Good, she thinks. Not that she will ever be ashamed to show her love for Gendry, to touch him freely in front of others, but this moment, here in the warm sunlight as the sea breeze ruffles through their hair, belongs to them and them alone.
She trails her hands slowly up over the hard planes of his glistening chest, biting her lip as she admires the sight of him flushed beneath her, in broad daylight.
“I missed you, love.” she admits in his ear, emitting a low gasp when Gendry reaches up to grasp her hips and press her down onto him.
He’s firm and throbbing against her belly, and the blush spreading over Arya’s face does nothing to help calm the fire coursing through his veins.
He tenderly brushes her hair away from her face. “I was afraid you weren’t coming back. That you were going to stay at Winterfell and forget me.”
She smiles softly and leans down to press her forehead against his. “As though I could ever forget you. Not even the House of Black and White could erase you from my memory. And they tried, believe me.”
He trails warm fingers against her cheeks, down to her chin, and guides her mouth to his. “My family, my wife,” he breathes against her lips, kissing her as though he were a man dying of thirst in a desert, and she’s the life-giving oasis that saved him.
Arya brings her fingers up to tangle in his hair. “Not yet,” she reminds him breathlessly between kisses. “A whole three months to go until I meet you in the godswood.”
“Aye, that’s true,” he mumbles, his tongue coaxing her lips apart and swallowing her moans, “but you’re my wife, even so. And you’ve been my only family for years now.”
Because Gendry can’t bring himself to give a shit about the ceremonies. He is hers, and she is his, and they’ve been married ever since she stumbled into his arms after the burning of King’s Landing, as far as he’s concerned.
She pulls away from their kiss to regard him with large eyes. Suddenly, Arya seems much more like a shy doe than the fierce she-wolf he’d been sparring with, and a wave of protectiveness washes over Gendry.
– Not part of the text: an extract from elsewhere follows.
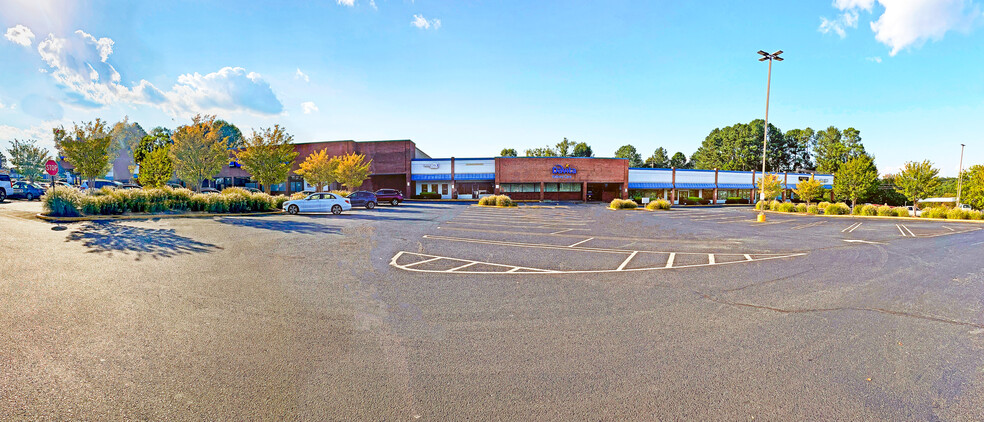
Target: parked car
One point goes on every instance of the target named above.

Arya swallows. “I never imagined I’d ever get married. I didn’t want to just be a womb for some stupid old lord to produce sons. So many women have been chained into it by our society, I didn’t want to be one of them. I never thought I’d fall in love, not before I met you.” She pauses.
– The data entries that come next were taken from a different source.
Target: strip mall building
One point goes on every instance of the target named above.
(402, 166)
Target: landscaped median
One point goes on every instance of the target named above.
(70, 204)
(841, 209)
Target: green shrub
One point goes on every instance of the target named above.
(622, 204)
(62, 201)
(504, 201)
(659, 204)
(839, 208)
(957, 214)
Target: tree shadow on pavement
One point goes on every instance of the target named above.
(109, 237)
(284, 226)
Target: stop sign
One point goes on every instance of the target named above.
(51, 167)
Gendry nods, kisses her knuckles, and waits for her to continue.
She leans in to brush her lips against his. “You always protected me, you could’ve been a bully like all the rest but you were kind and good. I was just a scared little girl, but you made me feel less alone. You were such a stubborn bull, but you were my best friend in the whole world.” She blinks rapidly, trying to clear the tears welling up at the memories. “I would’ve died back then, had it not been for you.”
There’s a lump in Gendry’s throat. “Arya,” he breathes, and he surges forward to kiss her more fiercely than ever. “You saved me too, so many times,” he says roughly. “I never would’ve left you on your own, I should’ve listened to your distrust of the Brotherhood. After Davos helped me escape the Red Woman, I tried so hard to find out where you’d gone. A part of me did die that day, when I heard you’d been killed at the Twins. I never forgave myself for my stupidity.”
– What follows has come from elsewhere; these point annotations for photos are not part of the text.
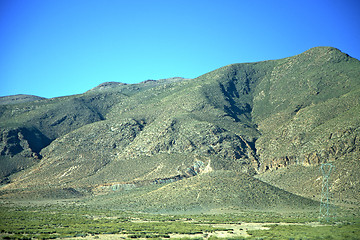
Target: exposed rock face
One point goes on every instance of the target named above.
(20, 148)
(250, 118)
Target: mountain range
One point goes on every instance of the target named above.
(247, 135)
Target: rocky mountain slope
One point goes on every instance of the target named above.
(259, 119)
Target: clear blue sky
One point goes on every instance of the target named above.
(54, 48)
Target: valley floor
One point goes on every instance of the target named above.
(76, 220)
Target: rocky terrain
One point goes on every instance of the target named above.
(244, 131)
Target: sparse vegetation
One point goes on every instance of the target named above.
(259, 130)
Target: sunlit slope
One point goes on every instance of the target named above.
(247, 118)
(217, 191)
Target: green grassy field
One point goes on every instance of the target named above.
(51, 221)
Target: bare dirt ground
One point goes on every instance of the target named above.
(235, 230)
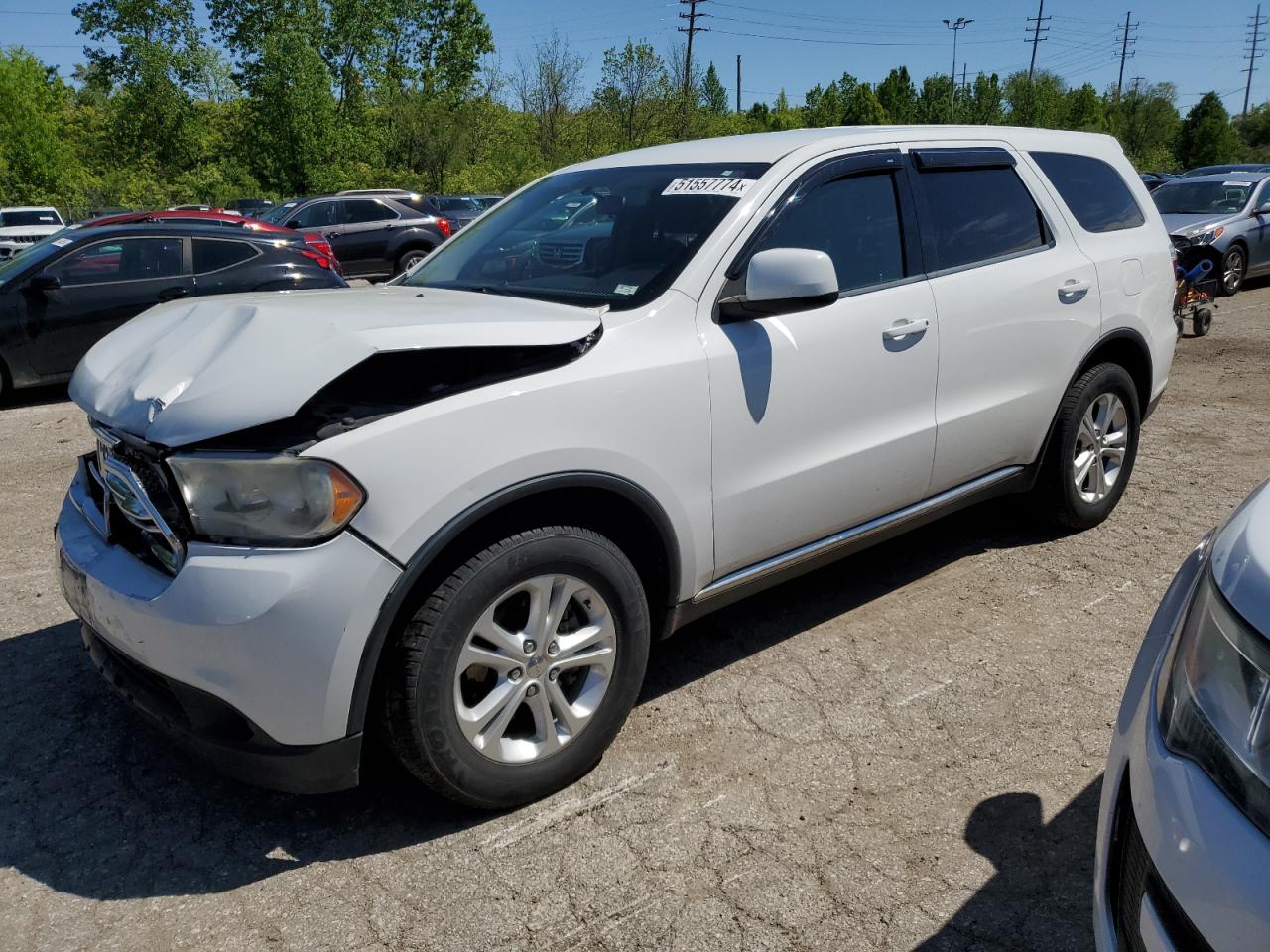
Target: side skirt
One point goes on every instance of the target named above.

Arya hugs him close. “I’m here. I have you, now.”
Gendry holds her tight, and he’s never letting her go again. “You have me, now and always.” he promises.
Arya smiles against his mouth, and she pulls away to beam at him. “I need a bath.” She whispers, running her hands down his bare torso. “I’m very sweaty, and tired from my long journey. Help me wash, husband mine?” Her eyes grow large again as she looks at him imploringly.
Gendry moves to stand, but he keeps Arya in place when she tries to climb off him. He grips his hammer and holds his Lady in his arms, and she lets him carry her back to the Red Keep.
Hours later, Arya wakes up to the late afternoon sun streaming through the curtains of the chambers she’d lived in the last time she had been in King’s Landing, when her father was still Hand to King Robert Baratheon, and she and Sansa were still mortal enemies, back when she was still learning water dancing from Syrio Forel. Before her world and family were torn apart by Cersei, before she’d run into Hot Pie and Lommy, before Gendry had come to her aid and asked her where she’d stolen her Needle.
All of it seems like another lifetime ago, like the past few years have been a dream, like she’ll wake up any minute now, in the same bed, and she’ll be 11 again and still have a Father and a Mother, and Robb and Rickon.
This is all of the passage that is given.